Early Exploring by Small Boat

After moving to Alaska in 1975 to begin my job as a seabird biologist with the U.S. Fish and Wildlife Service (FWS), my summer field work included running Zodiac inflatable skiffs with a field partner to get around to various study sites along the coast from our shore camp or chartered live-aboard support boat.  The first of these was along Kodiak Island’s east coast during my first three summers in Alaska (1976, ‘77, ‘78), then again at Kodiak during a study of puffin food habits in 1986, and finally on a beached-bird Exxon Valdez oil spill survey cruise, fall 1989.

Before I began the water taxi business in 1987, and during the “break” in the business 1990-1992, I resumed work as a FWS biologist on Exxon Valdez oil spill studies in Prince William Sound. Those included temporary stints during the month of March in 1991 and 1993 helping with winter seabird boat surveys, and then full time again through1994.

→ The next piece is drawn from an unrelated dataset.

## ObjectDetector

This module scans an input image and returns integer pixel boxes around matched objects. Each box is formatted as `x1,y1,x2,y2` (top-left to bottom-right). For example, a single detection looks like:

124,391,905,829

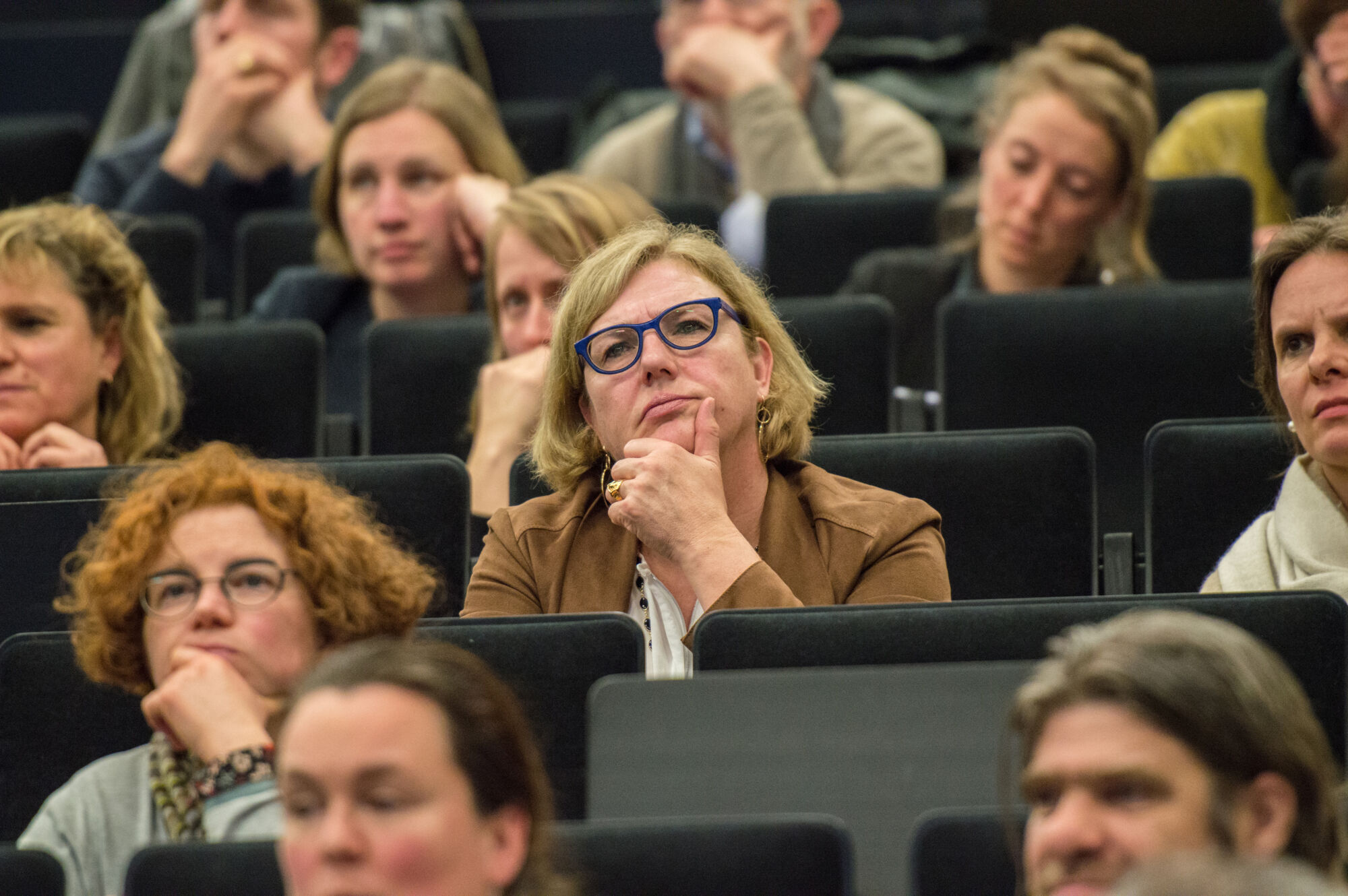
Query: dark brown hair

Zodiac and M/V Sound Runner days on Prince William Sound

Before I began Sound Eco Adventures in May 1987, my very first boating excursions on the Sound were with the family’s 14-foot Zodiac inflatable skiff, powered by a 25 hp outboard.  Besides the two oars that were always secured to the skiff, we always had a 2 hp “kicker” (small outboard engine) along as an emergency backup.  Safety and the importance of backup systems when boating in remote areas of coastal Alaska had been drummed into us field biologists by the FWS.  Field work around Kodiak Island my first three summers in Alaska had reinforced this.

I spent a lot of time exploring the Sound with my family and friends in that Zodiac. Most of the time we stayed in US Forest Service recreation cabins, especially the five that were then closest to Whittier, at Pigot Bay, Paulson Bay, Harrison Lagoon, South Culross and Coghill Lake.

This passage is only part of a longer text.